Accidental activists tackle climate change
Anoop Mahajan Anoop Mahajan | 05 Dec, 2018
NEWS ABOUT CLIMATE change tends to focus on relatively visible changes in vulnerable but remote regions such as the Antarctic and Arctic. Unfortunately, climate change is no longer a phenomenon that affects only far off places. Mary Robinson, the first woman president of Ireland, serving from 1990 to 1997, highlights the adverse effects of it on ordinary people, and those who have decided to do something about it.
Robinson served as the United Nations High Commissioner for Human Rights from 1997 to 2002 and had moved to New York to start a new organisation called Realizing Rights: The Ethical Globalization Initiative after her first grandchild was born. Holding her newborn grandson, she asked herself: ‘What world would he inherit—one fit to happily live in, or a world on the brink of despair due to humanity’s obsession with fossil fuels and over-consumption?’
Over the next few years, while advancing the cause of fundamental human rights to food, safe water, health, etcetera, in addition to political and civil rights, she met several people who shared two characteristics: they were not affluent, and their lives had been changed drastically by global warming. Robinson rightly concluded that climate change, human rights, justice and equality are all interlinked.
By 2016, when Robinson was attending United Nations Climate Change Conferences, she had realised that climate change was not a scientific abstraction but a man-made phenomenon that impacted us all. She understood that while industrialised nations build their economies on the backs of fossil fuel, the poorest of the world were suffering the most. Climate change was gradually changing weather patterns, steadily causing greater food shortages, resulting in further poverty that imperilled decades of developmental advances. In 2017, while Donald Trump withdrew the US from the Paris Agreement (a multilateral diplomatic achievement which attempted to limit global warming), Robinson had understood clearly that to advocate the rights of the most vulnerable, we would have to pay more attention to our world’s changing climate.
This book shares the personal stories of individuals and several grassroots activists whose lives have been altered by climate change.
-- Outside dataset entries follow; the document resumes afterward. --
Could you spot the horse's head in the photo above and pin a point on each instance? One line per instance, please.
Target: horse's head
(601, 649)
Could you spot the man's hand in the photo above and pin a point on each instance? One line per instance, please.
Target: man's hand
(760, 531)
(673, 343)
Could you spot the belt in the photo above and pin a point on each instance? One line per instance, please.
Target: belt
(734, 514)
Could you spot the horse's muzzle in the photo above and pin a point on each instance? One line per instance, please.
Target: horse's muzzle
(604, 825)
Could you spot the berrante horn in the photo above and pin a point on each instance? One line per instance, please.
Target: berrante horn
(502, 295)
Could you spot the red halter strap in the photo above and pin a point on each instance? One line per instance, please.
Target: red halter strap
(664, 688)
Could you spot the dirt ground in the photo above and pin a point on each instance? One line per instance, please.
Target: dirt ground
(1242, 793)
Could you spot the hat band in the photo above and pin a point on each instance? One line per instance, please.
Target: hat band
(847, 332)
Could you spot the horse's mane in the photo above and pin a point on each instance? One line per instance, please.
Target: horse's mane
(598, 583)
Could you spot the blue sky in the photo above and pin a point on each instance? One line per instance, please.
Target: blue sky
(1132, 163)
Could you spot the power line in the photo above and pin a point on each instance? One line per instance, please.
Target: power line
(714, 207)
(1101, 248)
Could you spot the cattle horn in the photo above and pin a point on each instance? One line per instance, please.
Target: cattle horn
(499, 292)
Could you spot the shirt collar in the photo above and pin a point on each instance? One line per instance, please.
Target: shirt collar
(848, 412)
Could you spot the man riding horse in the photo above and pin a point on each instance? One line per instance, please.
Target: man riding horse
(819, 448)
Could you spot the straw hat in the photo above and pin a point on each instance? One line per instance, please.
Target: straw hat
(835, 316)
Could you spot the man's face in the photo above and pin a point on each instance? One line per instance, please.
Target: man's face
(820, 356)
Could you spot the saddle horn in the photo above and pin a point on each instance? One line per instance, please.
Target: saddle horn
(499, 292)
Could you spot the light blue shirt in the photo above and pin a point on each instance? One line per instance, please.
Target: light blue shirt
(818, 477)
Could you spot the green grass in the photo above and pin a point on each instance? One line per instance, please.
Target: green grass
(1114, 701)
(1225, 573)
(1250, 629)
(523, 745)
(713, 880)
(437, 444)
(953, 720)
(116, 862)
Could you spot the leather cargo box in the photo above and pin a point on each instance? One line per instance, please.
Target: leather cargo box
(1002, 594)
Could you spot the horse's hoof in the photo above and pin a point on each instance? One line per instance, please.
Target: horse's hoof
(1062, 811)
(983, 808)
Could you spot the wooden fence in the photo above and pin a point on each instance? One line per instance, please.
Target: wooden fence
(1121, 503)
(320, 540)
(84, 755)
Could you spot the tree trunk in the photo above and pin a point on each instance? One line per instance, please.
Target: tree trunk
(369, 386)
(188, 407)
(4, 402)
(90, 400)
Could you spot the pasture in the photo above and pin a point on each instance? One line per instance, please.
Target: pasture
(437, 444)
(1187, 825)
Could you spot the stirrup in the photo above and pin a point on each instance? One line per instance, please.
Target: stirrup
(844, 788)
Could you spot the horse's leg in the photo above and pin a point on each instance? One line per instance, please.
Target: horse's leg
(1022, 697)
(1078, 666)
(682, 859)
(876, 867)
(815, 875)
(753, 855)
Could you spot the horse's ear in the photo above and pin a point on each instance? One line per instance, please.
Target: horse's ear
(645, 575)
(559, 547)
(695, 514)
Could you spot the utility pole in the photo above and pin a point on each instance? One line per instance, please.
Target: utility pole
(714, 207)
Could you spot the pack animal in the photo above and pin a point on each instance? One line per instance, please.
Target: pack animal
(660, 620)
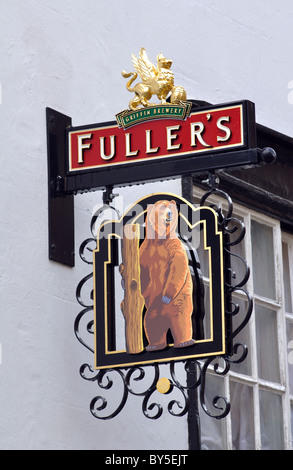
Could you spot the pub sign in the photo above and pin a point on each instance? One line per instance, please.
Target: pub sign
(148, 264)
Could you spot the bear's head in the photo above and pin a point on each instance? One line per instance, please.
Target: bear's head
(162, 220)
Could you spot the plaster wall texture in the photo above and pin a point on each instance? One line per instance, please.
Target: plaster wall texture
(68, 55)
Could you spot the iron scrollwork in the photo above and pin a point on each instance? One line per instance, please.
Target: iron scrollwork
(142, 381)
It includes a collection of inspiring stories of ordinary women who have become ‘agents of change’. There are stories of a beauty salon owner who lost her business to Hurricane Katrina; activists from Chad; a woman from the European Union’s last nomadic tribe, the Saami; a lady from Vietnam who works on forest preservation; an Australian skincare entrepreneur who tackles plastic waste; and the president of the island nation of Kiribati who has helplessly watched his country disappear as sea levels rose. The power of the book is that it tells of people turning into accidental activists and helping tackle this global issue through local actions.
The focus of the book is not only on the effects of climate change, but on climate justice. This is brought out through the story of a miner in Canada who raises the question of a ‘just’ transition and how fossil fuel workers too can be victims of climate change.
Climate Justice helps readers understand why we must all take responsibility for the impact of our actions on the environment, and how we can reduce our carbon footprints, through stories of individuals who have achieved it. It highlights the idea that individual action can grow into a global idea and together we can combat the biggest threat that our planet is facing. It is written in a logical and candid style that puts across a powerful message in a compassionate manner and leaves us feeling hopeful, bringing a much needed ‘human’ touch to one of the most pressing issues of our times.